Doctors were unemotional, unsympathetic and often discriminatory in describing disabled and other individuals chosen for forced sterilization under a now-defunct eugenics law, documents showed.

Released for the first time, archived records show not only how patients were screened for the operations but also how authorities pried into family histories to help determine if certain people should be denied the right to reproduce.

Thousands of people with hereditary diseases, mental illnesses and intellectual disabilities were sterilized across Japan between 1949 and 1992 under the Eugenic Protection Law aimed at “preventing the birth of inferior offspring.”

Approval of the person to be sterilized was not required.

The documents uncovered at the Kanagawa Prefectural Archives refer to 82 cases of surgery: 38 in fiscal 1962, 34 in fiscal 1963 and 10 in fiscal 1970. Some are applications for the operations that were submitted to the Kanagawa Prefectural Eugenic Protection Commission, including doctors’ comments. Others are breakdowns of the surgical expenses.
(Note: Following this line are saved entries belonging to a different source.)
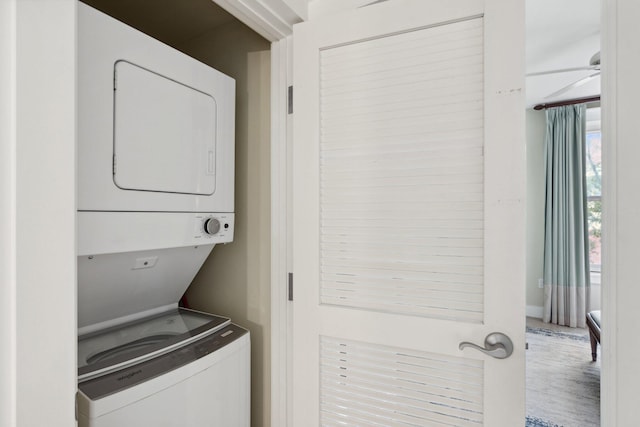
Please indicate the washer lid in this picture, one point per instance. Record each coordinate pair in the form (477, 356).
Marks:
(118, 347)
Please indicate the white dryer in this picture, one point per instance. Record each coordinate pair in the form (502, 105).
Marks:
(155, 195)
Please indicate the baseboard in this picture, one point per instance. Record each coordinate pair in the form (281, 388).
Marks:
(534, 311)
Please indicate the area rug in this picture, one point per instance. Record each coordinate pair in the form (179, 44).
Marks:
(537, 422)
(563, 384)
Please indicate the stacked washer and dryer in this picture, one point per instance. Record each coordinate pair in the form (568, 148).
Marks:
(155, 194)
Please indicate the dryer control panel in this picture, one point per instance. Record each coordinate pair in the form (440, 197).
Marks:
(214, 227)
(110, 232)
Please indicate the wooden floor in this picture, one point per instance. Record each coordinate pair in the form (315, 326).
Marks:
(563, 384)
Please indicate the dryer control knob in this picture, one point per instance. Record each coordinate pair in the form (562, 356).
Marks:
(211, 226)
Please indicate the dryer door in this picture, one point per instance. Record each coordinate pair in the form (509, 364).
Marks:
(164, 133)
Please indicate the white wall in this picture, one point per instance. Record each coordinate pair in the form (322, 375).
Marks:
(621, 213)
(536, 128)
(37, 117)
(235, 280)
(7, 214)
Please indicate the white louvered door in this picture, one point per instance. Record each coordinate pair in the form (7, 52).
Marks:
(409, 214)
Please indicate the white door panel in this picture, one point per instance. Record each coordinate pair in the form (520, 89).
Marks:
(409, 214)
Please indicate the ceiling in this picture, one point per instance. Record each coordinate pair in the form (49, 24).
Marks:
(173, 22)
(560, 34)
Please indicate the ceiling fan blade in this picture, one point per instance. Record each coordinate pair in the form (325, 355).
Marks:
(563, 70)
(573, 85)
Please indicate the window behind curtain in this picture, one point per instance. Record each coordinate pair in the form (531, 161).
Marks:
(593, 173)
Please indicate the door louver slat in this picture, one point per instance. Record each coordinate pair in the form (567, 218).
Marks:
(366, 384)
(402, 174)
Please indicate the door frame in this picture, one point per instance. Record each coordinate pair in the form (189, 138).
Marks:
(281, 219)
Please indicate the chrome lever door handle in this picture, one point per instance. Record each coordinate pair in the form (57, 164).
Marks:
(496, 344)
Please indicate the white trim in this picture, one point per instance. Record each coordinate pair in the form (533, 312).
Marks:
(44, 257)
(280, 231)
(272, 19)
(8, 302)
(535, 311)
(609, 374)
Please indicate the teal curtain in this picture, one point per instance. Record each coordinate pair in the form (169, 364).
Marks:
(566, 240)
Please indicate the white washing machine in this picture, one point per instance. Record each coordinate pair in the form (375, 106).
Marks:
(155, 195)
(181, 368)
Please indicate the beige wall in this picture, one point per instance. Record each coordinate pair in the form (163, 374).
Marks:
(235, 280)
(536, 127)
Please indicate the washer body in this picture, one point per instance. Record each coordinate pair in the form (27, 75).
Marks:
(203, 383)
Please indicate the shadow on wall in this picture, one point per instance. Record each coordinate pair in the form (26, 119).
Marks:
(235, 280)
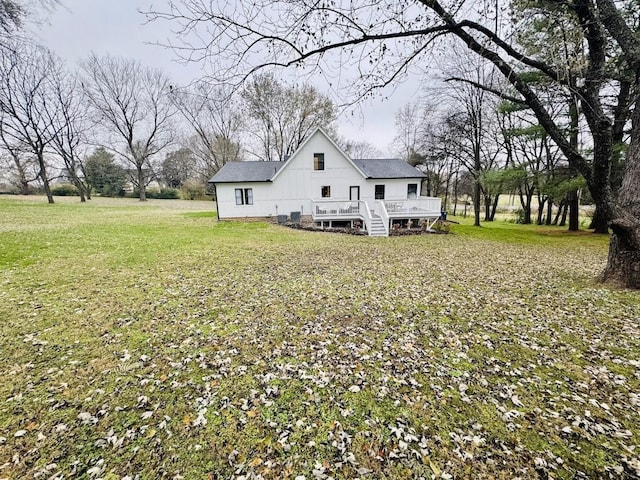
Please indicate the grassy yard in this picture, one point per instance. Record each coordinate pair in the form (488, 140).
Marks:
(145, 341)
“I was astonished to learn that people’s reproductive functions were removed so matter-of-factly, in violation of their human rights, on the basis of discriminatory and prejudiced ideas,” said Keiko Toshimitsu, a visiting researcher with Ritsumeikan University’s Research Center for Ars Vivendi, who discovered and analyzed the documents.
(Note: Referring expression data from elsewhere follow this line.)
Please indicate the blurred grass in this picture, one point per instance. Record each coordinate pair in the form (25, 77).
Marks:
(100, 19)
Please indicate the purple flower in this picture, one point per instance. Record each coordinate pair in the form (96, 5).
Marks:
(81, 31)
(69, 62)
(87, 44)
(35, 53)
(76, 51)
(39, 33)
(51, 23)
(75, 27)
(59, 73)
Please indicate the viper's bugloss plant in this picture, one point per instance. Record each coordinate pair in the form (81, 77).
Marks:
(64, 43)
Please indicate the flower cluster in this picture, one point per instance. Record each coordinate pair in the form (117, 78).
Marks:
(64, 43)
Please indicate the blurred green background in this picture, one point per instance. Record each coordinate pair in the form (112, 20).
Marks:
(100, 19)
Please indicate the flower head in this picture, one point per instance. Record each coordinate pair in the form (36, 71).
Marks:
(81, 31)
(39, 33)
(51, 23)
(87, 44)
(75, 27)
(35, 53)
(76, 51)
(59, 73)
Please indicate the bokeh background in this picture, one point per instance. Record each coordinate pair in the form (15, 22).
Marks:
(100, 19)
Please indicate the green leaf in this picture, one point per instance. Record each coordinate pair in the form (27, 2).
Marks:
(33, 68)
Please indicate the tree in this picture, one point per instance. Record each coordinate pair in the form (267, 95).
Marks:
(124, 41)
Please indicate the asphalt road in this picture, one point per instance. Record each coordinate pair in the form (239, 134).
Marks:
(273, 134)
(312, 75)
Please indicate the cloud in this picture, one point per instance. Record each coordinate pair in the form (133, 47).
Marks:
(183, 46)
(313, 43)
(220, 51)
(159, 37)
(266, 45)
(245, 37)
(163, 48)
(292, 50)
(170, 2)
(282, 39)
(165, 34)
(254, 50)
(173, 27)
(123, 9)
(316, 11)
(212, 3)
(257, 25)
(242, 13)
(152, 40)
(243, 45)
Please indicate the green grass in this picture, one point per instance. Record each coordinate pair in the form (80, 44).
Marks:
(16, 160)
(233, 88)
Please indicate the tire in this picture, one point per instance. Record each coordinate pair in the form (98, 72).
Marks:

The findings were presented at a meeting of the Japan Society for Disability Studies in Kobe in October.

The applications and examination records contain descriptions of growth histories and symptoms, as well as family tree diagrams showing diseases and occupations of relatives across many generations.

An application form for surgery on an intellectually disabled teenager said she “cannot even clean up after her menses” and “remains seated all day and keeps playing like an infant but sometimes gets excited and engages in rough acts.”
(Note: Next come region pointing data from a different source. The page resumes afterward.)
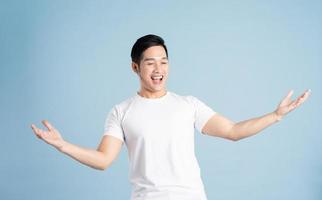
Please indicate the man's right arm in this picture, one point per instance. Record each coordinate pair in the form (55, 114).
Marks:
(101, 158)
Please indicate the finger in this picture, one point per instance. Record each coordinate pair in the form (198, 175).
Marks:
(287, 98)
(290, 93)
(36, 131)
(302, 98)
(48, 125)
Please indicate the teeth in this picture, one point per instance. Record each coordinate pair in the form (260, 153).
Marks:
(156, 77)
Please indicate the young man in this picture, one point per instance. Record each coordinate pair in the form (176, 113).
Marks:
(157, 127)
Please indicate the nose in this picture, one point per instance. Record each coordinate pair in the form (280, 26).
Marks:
(157, 67)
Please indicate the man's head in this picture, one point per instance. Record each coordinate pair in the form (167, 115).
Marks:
(144, 43)
(150, 61)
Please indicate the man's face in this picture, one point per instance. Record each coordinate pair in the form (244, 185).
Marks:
(153, 69)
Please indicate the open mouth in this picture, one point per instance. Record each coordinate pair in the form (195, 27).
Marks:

Another document showed that a decision was made to sterilize a man who was “hardworking and had good grades” but had developed schizophrenia six months prior.

In an additional comment, a doctor, citing the views of the man’s family, said “his parents are feeble, so surgery is desired for considerations of the future,” and that the man “likely lacks the ability to raise a child.”

The law only approved sterilization methods that involved the ligation of uterine tubes or deferent ducts and other processes.

The surgical expenses reports, however, showed there was at least one case in which ovaries were removed.

Yasutaka Ichinokawa, a University of Tokyo graduate school professor of the sociology of health care, said those involved possibly believed that the operations were for the good of the patients, given that no sufficient support was available to help disabled people raise children.

“The records have demonstrated that social reasons can be linked to a eugenic policy,” Ichinokawa said. “There is a need to approach those who were sterilized and those who were involved in the process to help find out what was taking place.”

Under the Eugenic Protection Law, which took effect in 1948, around 16,500 people were forcibly sterilized by 1992, according to Eugenic Protection Statistics and other sources.

The law was renamed the Maternal Health Law when eugenics provisions were deleted in 1996.